In shock, my husband asked if he knew to whom he was writing.
“No, brother, I just found the Facebook page. I didn’t see your name.”
My name is David Alves. It was my father and two other missionaries who you knew as a child.
I wish I could explain to you what it is for a soul, desperate for the truth, desperate for sound doctrine, for a pure gospel to realize they have found it once again.
A couple weeks later, listening to an audio message, A trusted Christ as his Savior, not through a prayer or ritual, but by simply accepting that Jesus Christ paid for his sins on the cross.
And this is where I return to my doxology. How good is our God! David and I were like 8 and 4 respectively when this family first heard the gospel and were saved. Contact was lost for so, so many years. Humanly speaking, it was impossible for them to ever be reached again. But our God. He is a mighty God. Full of good and wonderful works. Let’s bow together in worship to the One who loves each of us so much, to the one who never, ever forgets His children.
This story has nothing to do with the fact that A contacted David or that we were the ones God chose to bring to their doorstep. This story has everything to do with the fact we serve a God whose power casts us to His feet in deepest humility.

We felt the Lord had, for some (strange) reason, chosen to place the C family in our hands.

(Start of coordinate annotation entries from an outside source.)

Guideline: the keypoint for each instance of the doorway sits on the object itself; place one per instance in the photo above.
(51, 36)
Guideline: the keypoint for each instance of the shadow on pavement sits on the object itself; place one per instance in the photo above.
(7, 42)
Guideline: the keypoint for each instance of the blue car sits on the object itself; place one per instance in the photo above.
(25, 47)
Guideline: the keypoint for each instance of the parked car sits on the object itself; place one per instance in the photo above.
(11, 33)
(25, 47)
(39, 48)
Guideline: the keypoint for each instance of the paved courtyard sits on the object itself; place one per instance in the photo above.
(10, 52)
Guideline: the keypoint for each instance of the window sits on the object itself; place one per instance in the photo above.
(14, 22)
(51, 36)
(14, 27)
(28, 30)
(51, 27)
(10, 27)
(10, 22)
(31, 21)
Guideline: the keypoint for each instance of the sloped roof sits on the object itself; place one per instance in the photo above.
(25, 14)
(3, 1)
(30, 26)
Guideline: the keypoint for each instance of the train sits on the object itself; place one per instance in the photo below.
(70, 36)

I say strange because Magdalena Apasco is about 11 hours away from our home. It’s definitely not around the corner. We already have several towns where there are small groups we try to help. In many ways, it didn’t seem to make sense. But to God it did. There was no option but to go forward, to serve our Lord and the people of Magdalena Apasco.
We found ourselves driving through some of the most rugged country I have ever experienced. Mountain after mountain, rough desert hills and rocky outcroppings. Oaxaca is a land of cactus and mesquite, a region that sings to the stories of Louis L’amour. One half expected to see some Tappan Duvarney swinging along on a dun, his eyes peeled for the oasis an old Indian chief had told him of back in 1821. But I digress (and confess the guilty pleasure of the occasional good western!).
Magdalena is about 40 minutes outside the capital city of Oaxaca, a pretty ideal location, having access to the benefits of the city while still enjoying the tranquility of the country. The town survives off cantera and marble mining, as well as an industrial park that embarks nearly everything from the fabrication of clothes to the processing of coffee beans. As I have previously mentioned, it is an incredibly religious place.
We enjoyed several hours of visiting with the C family, something so vital to establishing proper communication and fellowship with believers. We learned a lot from them. Those were invaluable moments of simply sitting and listening. Their disbelief and gratefulness that we would come was a touching witness to their desperate yearning for a gathering based solely on the New Testament.
We were curious to see the response of others to the preaching and meetings that were held.
A tells my husband people were grateful to hear words from the Bible, not from man. They are looking forward to hearing more and anxious for another visit. He said the neighbors asked a few days later what the meetings had been about because the singing had been so beautiful…..apparently David and Felicity’s lungs did the trick to get it through the concrete walls!
We left them with a decent stack of packaged John 3:16’s to hand out and it sounds like they’ve already been delivered.
It will be impossible to get back to Oaxaca before the New Year, so in the meantime, we pray and ask for your prayers as well. It’s an exciting time but also a time of trepidation and faith.
“Nothing before, nothing behind; the steps of faith fall on the seeming void and find the Rock beneath.”